Asseln wie im Fernsehen

Kürzlich hast du deinen neuesten Nachhilfeschüler kennengelernt; mal wieder „home-schooling“, du musstest also von deiner Pampa in eine andere gurken. Und man kann sagen: Das war ein Assel-Haus wie aus dem Fernsehen, nur erschütternder, weil real.
So lebt also das wahrhaft abgehängte Prekariat auf dem Land. Ein vermoderter Hof an einem Arsch der Welt, der im Gegensatz zum von dir bewohnten nicht mal Meereszugang hat. Die Tür öffnet dir ein Jüngling mit kleinen blonden Mädchen auf beiden Armen.
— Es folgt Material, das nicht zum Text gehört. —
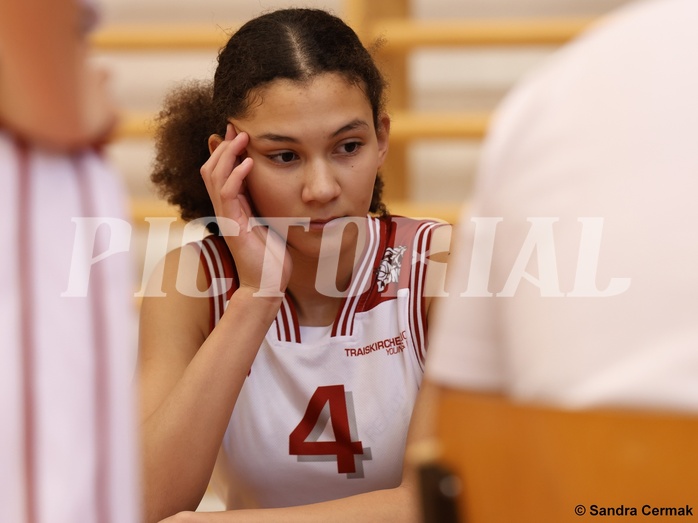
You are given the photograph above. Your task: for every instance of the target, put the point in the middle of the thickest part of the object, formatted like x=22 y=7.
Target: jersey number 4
x=303 y=441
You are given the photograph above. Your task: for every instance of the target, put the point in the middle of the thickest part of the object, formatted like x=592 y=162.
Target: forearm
x=399 y=505
x=183 y=434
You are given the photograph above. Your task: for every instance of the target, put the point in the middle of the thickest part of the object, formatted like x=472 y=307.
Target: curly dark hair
x=295 y=44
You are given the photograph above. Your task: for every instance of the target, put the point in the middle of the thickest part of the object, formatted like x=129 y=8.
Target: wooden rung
x=402 y=35
x=405 y=126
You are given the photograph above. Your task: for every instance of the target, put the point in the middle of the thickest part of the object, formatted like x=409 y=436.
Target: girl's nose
x=320 y=183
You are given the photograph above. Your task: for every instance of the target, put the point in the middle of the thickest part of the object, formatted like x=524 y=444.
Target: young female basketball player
x=296 y=374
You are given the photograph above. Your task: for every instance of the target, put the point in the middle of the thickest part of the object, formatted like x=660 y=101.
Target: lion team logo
x=389 y=269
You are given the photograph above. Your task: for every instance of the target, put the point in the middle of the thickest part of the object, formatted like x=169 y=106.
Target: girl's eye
x=284 y=157
x=350 y=147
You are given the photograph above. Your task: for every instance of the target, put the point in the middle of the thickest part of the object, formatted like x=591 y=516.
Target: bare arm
x=47 y=92
x=189 y=383
x=190 y=380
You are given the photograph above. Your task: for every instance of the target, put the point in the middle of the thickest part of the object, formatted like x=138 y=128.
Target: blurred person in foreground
x=67 y=441
x=574 y=281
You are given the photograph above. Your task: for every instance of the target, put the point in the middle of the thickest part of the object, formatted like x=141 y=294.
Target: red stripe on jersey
x=361 y=283
x=28 y=344
x=221 y=276
x=100 y=344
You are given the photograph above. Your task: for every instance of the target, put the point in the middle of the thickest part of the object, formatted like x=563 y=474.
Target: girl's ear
x=213 y=142
x=383 y=134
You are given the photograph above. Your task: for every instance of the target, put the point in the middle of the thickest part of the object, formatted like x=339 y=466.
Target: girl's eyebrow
x=351 y=126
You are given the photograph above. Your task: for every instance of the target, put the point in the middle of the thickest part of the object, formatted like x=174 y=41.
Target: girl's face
x=316 y=153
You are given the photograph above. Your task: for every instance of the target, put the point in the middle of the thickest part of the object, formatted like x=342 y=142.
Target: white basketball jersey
x=327 y=417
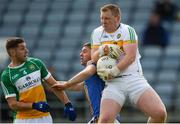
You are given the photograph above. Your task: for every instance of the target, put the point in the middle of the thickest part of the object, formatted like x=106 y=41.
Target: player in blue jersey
x=88 y=80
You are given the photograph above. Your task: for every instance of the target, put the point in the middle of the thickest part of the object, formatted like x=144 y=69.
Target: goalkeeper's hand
x=107 y=74
x=69 y=112
x=111 y=50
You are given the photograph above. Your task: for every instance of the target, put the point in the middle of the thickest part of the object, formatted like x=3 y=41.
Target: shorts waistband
x=120 y=76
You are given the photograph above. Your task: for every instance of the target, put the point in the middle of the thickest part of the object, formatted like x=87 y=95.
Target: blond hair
x=115 y=9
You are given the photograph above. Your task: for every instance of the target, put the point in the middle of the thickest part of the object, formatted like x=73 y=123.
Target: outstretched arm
x=80 y=77
x=60 y=94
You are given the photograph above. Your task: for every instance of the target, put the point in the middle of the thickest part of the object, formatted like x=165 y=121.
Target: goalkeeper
x=125 y=80
x=22 y=86
x=88 y=81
Keine einzige Tapete klebt vollständig an der Wand, Boden, Wände und Decke weisen weder Ebenen noch rechte Winkel auf, Mutter und Vater sitzen verwelkt am Küchentisch und rauchen sich und alles andere unsichtbar.
Sämtliche Türen sind zerkratzt und verschimmelt, du hast deinen neuen Schützling im Wohnzimmer zu beschulen. Die Wand ist gepflastert mit kitschigen Kinderphotos, auf die so viel Weichzeichner geklatscht wurde, dass man schon vom Angucken Diabetes kriegt. Du zählst acht Fortpflanzen (die jedoch alle gleich aussehen) und ertappst dich eine fürchterliche Schrecksekunde lang dabei, einer Streichung des Kindergelds für Hartz-IV-Empfänger zustimmen zu können. Kein Buch weit und breit, dafür widerlich bestickte Kopfkissen auf Sitzgelegenheiten, die alle von verschiedenen Sperrmüllhaufen zusammengeplündert sind.
Der Wortschatz deines Schülers besteht nur aus „Ja.“ und „Nein.“, womit er dir alle W-Fragen beantwortet nach seiner Schule, was gerade das Thema ist und wobei du ihm helfen sollst. Von der Mutter hörst du in der ganzen Stunde durch die Tür hindurch keinen vollständigen, normal vorgetragenen Satz – nur gekeifte Imperative, mit denen sie ihre Brut in Schach hält. Zwischendurch packt dich Paranoia, du musst an den Hof von „Texas Chainsaw Massacre“ denken und fragst dich, ob du hier lebend rauskommst.

Sagenhaft. Wirklich sagenhaft. Du glaubst, das ist gar nicht real. Kann nicht sein, weil es dermaßen grell übertrieben ist. Das ist alles gestellt, ein Psychotest der Volkshochschule: Die wollen gucken, wie hart im Nehmen du bist. Und wenn du selbst dem Dumpfi dort inmitten seiner apathisch-cholerischen Familie zwischen Sperrmüll was beibringen kannst, dann wirst du zum Special-Socialworker-Agent oder sowas ausgebildet, der im finstersten Lampukistan mit nichts als einem Rotstift und einem Stück Kreide abgeworfen wird und dort dann die Menschenfresser unterrichten soll.
Warum auch nicht? In den Ausschuss für die Abschlussprüfungen bist du ja als Deutsch-Dozent quasi automatisch gekommen. Nun bist du schon Prüfungskommissar mit Parkberechtigungskarte für den Volkshochschul-Parkplatz, jaha!